Most Americans believe this nonsense? I doubt it. But managerial elites are doing it and building a system that introduces the youth to the principles of victim culture and its related twin identity politics. I’d bet a robust populism that confidently opposed this poison could still win elections, but Trump’s vanity, constant self-pity, and peacock grievances made Trumpism little more than victimology for right-wing whites. Whatever type of populism Trump embodied, it is not populism of excellence. After a failed, disorganized government, Trump left office with massive support from the conservative base, more than half of whom (according to polls) want him to run again in 2024. American elites may fear that excellence is a code word for “white supremacy”. But the voters of the populist right don’t seem to care at all. Burns’ line about Lasch’s proposed solutions as “simply incoherent in the contemporary landscape” comes to mind.

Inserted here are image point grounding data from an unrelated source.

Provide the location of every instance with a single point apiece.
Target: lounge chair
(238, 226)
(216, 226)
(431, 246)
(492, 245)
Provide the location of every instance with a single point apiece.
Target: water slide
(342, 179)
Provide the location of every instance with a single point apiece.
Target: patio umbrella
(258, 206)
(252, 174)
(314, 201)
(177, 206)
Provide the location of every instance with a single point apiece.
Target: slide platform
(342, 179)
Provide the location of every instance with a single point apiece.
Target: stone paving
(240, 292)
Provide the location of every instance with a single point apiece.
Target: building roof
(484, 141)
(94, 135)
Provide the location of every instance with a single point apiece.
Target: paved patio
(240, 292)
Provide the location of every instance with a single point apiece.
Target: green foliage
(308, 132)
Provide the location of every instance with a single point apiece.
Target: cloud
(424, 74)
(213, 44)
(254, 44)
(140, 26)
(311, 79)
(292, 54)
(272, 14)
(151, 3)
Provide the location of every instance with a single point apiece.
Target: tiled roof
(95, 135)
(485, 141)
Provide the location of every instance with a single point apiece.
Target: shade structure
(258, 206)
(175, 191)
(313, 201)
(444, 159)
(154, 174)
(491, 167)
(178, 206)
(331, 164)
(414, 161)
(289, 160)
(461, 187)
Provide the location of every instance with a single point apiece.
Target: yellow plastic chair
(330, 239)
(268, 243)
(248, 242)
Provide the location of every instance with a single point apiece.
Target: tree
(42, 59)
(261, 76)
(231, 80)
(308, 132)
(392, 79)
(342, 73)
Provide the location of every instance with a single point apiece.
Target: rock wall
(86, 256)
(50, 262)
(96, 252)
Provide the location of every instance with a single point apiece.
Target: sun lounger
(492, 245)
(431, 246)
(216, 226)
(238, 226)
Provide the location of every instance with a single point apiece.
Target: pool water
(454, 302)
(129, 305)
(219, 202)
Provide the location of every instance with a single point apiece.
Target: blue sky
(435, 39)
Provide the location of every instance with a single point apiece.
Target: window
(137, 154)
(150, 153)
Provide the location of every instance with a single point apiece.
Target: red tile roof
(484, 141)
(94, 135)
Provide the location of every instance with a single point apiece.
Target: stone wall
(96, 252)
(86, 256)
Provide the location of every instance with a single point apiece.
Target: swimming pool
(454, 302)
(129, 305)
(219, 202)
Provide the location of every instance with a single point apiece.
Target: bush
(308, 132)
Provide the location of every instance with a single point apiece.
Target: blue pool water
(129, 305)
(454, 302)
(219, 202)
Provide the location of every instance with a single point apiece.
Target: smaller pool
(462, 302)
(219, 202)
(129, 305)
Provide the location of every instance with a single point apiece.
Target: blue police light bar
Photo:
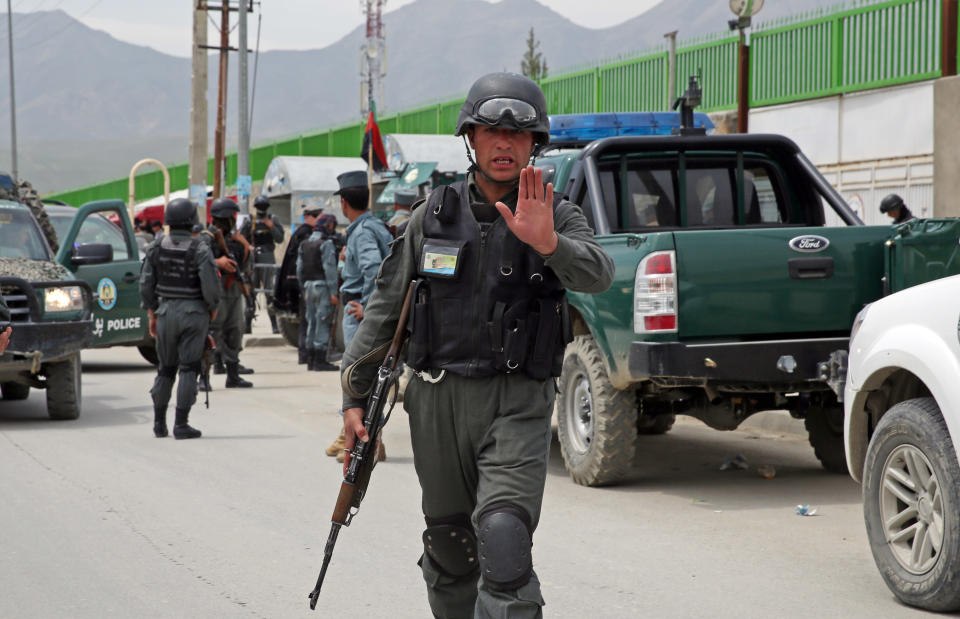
(565, 128)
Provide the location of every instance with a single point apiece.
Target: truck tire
(63, 388)
(149, 353)
(28, 196)
(289, 327)
(14, 391)
(825, 431)
(911, 497)
(596, 423)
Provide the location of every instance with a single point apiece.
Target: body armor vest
(262, 237)
(175, 264)
(313, 259)
(486, 303)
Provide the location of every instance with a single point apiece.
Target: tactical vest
(313, 259)
(262, 236)
(485, 303)
(175, 264)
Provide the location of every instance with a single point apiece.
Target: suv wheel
(824, 426)
(63, 388)
(596, 423)
(911, 504)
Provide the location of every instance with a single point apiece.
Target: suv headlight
(65, 299)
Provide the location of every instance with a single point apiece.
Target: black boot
(233, 377)
(321, 364)
(182, 429)
(159, 422)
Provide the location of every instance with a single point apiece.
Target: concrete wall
(946, 162)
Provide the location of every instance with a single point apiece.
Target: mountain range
(89, 105)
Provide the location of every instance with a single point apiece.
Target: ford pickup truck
(739, 271)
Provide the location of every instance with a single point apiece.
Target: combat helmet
(180, 213)
(506, 100)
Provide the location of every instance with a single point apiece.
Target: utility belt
(528, 336)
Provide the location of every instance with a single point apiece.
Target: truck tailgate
(752, 282)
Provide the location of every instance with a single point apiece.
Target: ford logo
(809, 244)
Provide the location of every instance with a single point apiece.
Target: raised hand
(533, 221)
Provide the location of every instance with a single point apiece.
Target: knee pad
(451, 544)
(190, 367)
(505, 542)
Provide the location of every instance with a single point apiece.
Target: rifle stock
(363, 456)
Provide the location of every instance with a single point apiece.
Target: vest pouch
(418, 324)
(547, 340)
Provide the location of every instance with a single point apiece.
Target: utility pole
(198, 114)
(219, 136)
(13, 98)
(243, 148)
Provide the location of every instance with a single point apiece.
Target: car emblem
(809, 244)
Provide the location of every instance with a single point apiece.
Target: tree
(534, 65)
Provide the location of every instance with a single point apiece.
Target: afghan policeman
(180, 291)
(403, 200)
(264, 233)
(492, 256)
(893, 206)
(317, 274)
(232, 253)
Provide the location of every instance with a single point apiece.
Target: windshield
(20, 236)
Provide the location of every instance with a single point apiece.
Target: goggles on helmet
(493, 111)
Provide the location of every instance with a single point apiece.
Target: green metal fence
(868, 44)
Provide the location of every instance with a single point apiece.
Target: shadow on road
(686, 463)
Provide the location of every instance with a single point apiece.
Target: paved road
(100, 519)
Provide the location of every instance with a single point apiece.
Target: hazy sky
(165, 25)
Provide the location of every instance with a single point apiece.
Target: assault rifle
(363, 456)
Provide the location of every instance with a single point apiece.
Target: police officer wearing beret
(264, 232)
(180, 291)
(232, 259)
(492, 255)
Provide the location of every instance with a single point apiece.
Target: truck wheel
(911, 505)
(661, 424)
(149, 353)
(289, 328)
(597, 424)
(825, 430)
(28, 196)
(15, 391)
(63, 388)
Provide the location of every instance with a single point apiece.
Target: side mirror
(91, 253)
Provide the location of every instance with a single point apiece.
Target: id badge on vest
(441, 258)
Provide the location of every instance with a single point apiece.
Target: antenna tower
(373, 57)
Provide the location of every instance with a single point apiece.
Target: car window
(20, 236)
(98, 229)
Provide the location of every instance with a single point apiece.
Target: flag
(372, 138)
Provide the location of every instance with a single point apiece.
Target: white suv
(902, 405)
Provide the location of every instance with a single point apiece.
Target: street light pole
(13, 97)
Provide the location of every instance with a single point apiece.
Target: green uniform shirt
(579, 262)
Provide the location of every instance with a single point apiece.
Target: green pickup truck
(732, 294)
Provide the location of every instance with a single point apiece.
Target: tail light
(655, 294)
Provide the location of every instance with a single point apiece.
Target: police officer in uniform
(893, 206)
(493, 256)
(264, 232)
(317, 274)
(180, 291)
(228, 326)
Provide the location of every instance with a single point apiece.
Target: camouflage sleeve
(382, 312)
(579, 261)
(148, 281)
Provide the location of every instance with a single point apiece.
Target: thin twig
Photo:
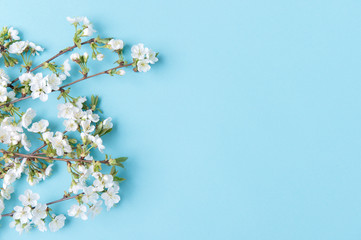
(50, 158)
(49, 203)
(55, 56)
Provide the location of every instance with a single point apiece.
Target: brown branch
(55, 56)
(49, 203)
(50, 158)
(69, 84)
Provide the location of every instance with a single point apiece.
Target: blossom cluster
(84, 126)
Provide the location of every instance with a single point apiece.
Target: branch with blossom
(84, 126)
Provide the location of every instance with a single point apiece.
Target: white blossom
(39, 212)
(57, 223)
(39, 127)
(115, 44)
(90, 195)
(143, 65)
(78, 211)
(66, 67)
(26, 78)
(75, 57)
(151, 56)
(14, 33)
(18, 47)
(29, 198)
(54, 81)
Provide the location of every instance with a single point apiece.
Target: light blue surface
(249, 127)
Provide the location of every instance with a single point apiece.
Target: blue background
(247, 128)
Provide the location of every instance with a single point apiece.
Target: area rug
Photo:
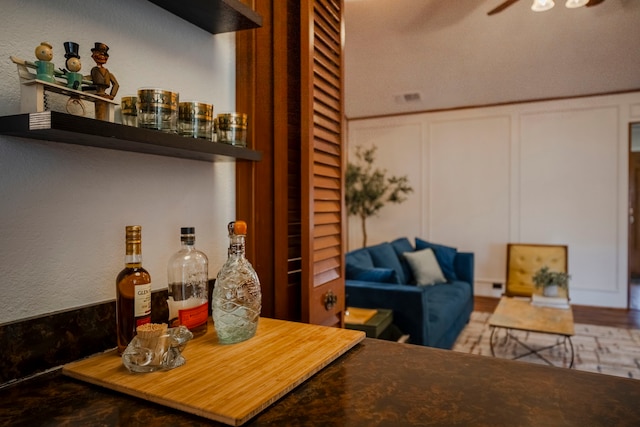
(600, 349)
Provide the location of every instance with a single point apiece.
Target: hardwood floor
(615, 317)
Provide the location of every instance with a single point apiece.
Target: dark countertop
(376, 383)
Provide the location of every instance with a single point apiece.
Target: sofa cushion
(359, 258)
(444, 254)
(384, 256)
(401, 246)
(373, 274)
(425, 267)
(445, 303)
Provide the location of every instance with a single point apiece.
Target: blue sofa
(433, 315)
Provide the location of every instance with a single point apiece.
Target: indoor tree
(368, 188)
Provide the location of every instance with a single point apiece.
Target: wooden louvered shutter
(322, 160)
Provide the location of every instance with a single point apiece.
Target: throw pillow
(445, 256)
(359, 257)
(401, 246)
(384, 275)
(425, 267)
(384, 256)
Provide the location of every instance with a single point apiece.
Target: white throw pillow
(425, 267)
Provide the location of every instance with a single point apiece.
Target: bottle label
(142, 300)
(192, 317)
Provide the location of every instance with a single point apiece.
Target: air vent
(409, 97)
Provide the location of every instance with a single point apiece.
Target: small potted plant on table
(551, 281)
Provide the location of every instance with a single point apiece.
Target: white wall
(540, 172)
(63, 208)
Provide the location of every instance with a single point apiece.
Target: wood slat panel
(325, 265)
(326, 230)
(326, 218)
(327, 142)
(327, 159)
(324, 182)
(326, 277)
(326, 242)
(330, 252)
(327, 194)
(322, 206)
(327, 171)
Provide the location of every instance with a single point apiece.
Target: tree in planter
(368, 189)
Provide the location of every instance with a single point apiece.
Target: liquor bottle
(133, 290)
(188, 272)
(236, 299)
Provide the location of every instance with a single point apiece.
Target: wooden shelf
(69, 129)
(214, 16)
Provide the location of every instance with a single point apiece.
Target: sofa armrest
(463, 266)
(408, 303)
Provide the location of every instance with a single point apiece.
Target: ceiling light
(572, 4)
(542, 5)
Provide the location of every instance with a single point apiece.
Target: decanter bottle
(237, 298)
(133, 290)
(188, 274)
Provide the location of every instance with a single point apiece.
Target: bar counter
(375, 383)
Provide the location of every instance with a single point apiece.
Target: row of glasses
(160, 109)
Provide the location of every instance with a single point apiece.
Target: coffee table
(520, 314)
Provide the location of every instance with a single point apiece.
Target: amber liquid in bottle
(133, 291)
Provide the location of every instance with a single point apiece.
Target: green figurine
(44, 66)
(73, 65)
(100, 76)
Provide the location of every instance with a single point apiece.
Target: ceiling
(452, 54)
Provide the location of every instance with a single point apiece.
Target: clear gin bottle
(237, 299)
(188, 274)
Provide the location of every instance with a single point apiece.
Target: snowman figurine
(44, 66)
(73, 65)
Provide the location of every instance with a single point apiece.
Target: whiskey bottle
(188, 273)
(237, 299)
(133, 290)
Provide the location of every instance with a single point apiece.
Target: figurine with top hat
(73, 65)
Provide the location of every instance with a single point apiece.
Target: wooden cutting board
(227, 383)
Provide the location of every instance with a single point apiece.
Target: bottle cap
(133, 233)
(240, 227)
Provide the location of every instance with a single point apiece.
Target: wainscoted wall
(540, 172)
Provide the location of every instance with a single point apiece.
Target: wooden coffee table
(520, 314)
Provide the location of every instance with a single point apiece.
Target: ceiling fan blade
(503, 6)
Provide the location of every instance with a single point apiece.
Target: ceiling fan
(508, 3)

Micah Mattix says that a healthy democracy needs art that shapes the moral imagination in a way that leads people to the excellence that self-government requires. The late filmmaker Andrei Tarkovsky expressed a similar sentiment in a very Russian way:
The assigned function of art is not, as is often assumed, to convey ideas, to spread thoughts, to serve as an example. The aim of art is to prepare a person for death, to plow and harrow his soul in order to enable it to turn to the good.
I fully agree with Mattix, but it’s hard to imagine these days that either fine art or popular art strives to shake our souls and enable them to turn to good – either to prepare to die or well prepare to live well. Novels don’t have the impact they once had. The stage is a boutique concern. Nobody cares about painting. Music is a consumed cultural force. The most famous films are superhero films, which are recognized for their box office mojo. Artistically we are stagnating, as befits a decadent society.
You cannot have decent politics without a decent culture, and you cannot have a culture without a cult. I claim we are still waiting for someone else– –undoubtedly very different– –St. Benedict.